By Max Skrow WeirFoulds LLP

In a pair of recent decisions, Justices MacPherson, Simmons and Nordheimer of the Ontario Court of Appeal remind us that as with other commercial contracts, courts will construe settlement agreements objectively, and will enforce their terms even where one party insists that the terms are not as they appear.

Thoba v Srajeldin

The first of these two decisions is Thoba v Srajeldin, 2021 ONCA 789. In this case, Thoba commenced an action against Srajeldin alleging corporate oppression. Not long thereafter, the parties reached a settlement whereby Srajeldin would buy out Thoba’s interest in the corporations at issue – or so they thought. The parties finalized minutes of settlement, but before they were exchanged, Srajeldin’s financing fell through. Thoba moved to enforce the settlement. Justice Conway enforced the settlement and concluded:

  1. that the parties had agreed upon the essential terms of the settlement;
  2. that minutes of settlement were not required for the agreement to be binding; and
  3. that Srajeldin’s position that he did not intend to create a legally binding agreement was an after-the-fact construct.

Srajeldin appealed.

On appeal, the aforementioned panel upheld Justice Conway’s decision, concluding that it was open to her to find that the parties’ communications reflected an enforceable – and unconditional – settlement agreement. The panel also found no error in her decision not to exercise her discretion and decline to enforce the settlement agreement. In short, the Court enforced Justice Conway’s objective construction of the settlement agreement.

DeLuca v Grillone

This same panel came to a similar conclusion in DeLuca v Grillone, 2021 ONCA 798. In this case, the parties reached a settlement. Counsel for DeLuca advised the motions judge of the settlement and its terms by e-mail prior to the hearing, writing:

Your Honour in connection with tomorrow’s attendance before you … the purchasing and selling parties have agreed to the price to be paid for the shares of 239 in 189. The parties will agree to an order that:1.1.

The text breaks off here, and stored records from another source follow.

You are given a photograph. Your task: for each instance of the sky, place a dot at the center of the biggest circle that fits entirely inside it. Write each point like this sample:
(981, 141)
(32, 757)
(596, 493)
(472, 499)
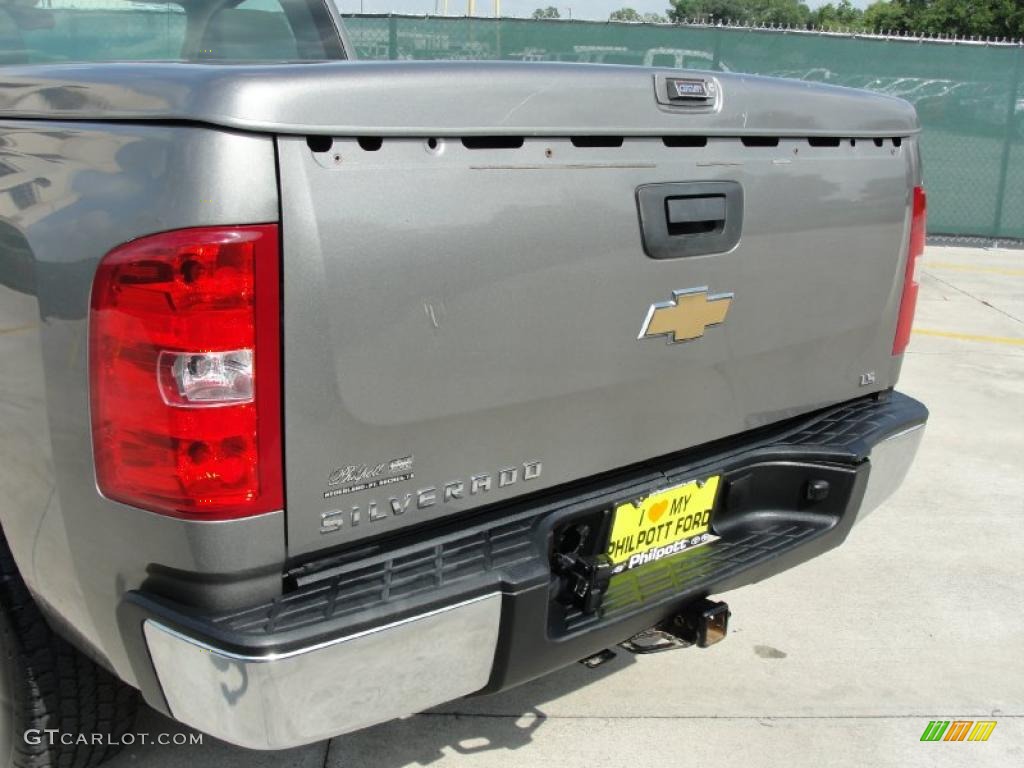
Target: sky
(581, 8)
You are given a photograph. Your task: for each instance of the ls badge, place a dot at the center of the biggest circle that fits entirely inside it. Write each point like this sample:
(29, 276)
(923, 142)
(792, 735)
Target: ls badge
(686, 316)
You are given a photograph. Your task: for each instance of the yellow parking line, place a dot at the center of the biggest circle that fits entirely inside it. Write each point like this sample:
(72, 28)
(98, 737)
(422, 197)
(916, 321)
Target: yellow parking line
(973, 268)
(1011, 340)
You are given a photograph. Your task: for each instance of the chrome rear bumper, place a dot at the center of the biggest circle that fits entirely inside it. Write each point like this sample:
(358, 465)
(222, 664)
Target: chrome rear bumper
(276, 701)
(485, 617)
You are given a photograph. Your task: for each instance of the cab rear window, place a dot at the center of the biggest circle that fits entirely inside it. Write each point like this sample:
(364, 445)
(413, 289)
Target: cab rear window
(50, 31)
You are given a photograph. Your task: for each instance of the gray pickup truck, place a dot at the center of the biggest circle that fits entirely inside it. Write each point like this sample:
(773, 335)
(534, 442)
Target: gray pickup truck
(332, 391)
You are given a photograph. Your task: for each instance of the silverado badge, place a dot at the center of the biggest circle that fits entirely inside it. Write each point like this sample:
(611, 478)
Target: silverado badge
(686, 316)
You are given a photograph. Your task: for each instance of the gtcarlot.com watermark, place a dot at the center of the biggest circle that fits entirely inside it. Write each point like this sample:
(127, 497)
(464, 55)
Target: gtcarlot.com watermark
(54, 736)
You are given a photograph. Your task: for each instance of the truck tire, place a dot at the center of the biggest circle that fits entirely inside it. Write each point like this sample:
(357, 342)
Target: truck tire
(45, 683)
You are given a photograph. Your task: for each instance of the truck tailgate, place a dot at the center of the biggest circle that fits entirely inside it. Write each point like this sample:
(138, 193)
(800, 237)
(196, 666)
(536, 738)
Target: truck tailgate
(462, 313)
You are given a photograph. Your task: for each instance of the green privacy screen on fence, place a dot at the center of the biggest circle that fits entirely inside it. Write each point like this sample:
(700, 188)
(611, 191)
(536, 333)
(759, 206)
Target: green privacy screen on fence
(970, 97)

1. Subject to any contrary direction by His Honour the agreed price … shall be paid by Rhonderoo to 239 within 10 business days of Friday, July 17. [Emphasis added] 

The motions judge – Justice Koehnen, ordered that the share purchase monies be paid into Court, rather than to the “239” corporation. Grillone and 239 subsequently took the position that “subject to any contrary direction by His Honour” meant that there would be no settlement if the Court directed the monies be paid anywhere other than to 239. Justice Koehnen disagreed and held that the words meant that it was open to him to direct the monies be paid into Court rather than to 239.

On appeal, Justices MacPherson, Simmons and Nordheimer upheld Justice Koehnen’s interpretation, finding that it was open to him to interpret the email from DeLuca’s counsel as he did. The Court also declined to permit Grillone and 239 to adduce fresh evidence related to events after the settlement was reached because such evidence is “irrelevant to the question of whether there was a settlement.”

Takeaways

These decisions make it clear that courts will enforce an objective interpretation of settlement agreements reached between parties, and will have little patience for ex post facto assertions that the terms of the agreement are not as they appear. The lesson is clear: always ensure that the terms of settlement which are intended are accurately reflected in the correspondence between the parties, and never settle for uncertainty.

The information and comments herein are for the general information of the reader and are not intended as advice or opinion to be relied upon in relation to any particular circumstances. For particular application of the law to specific situations, the reader should seek professional advice.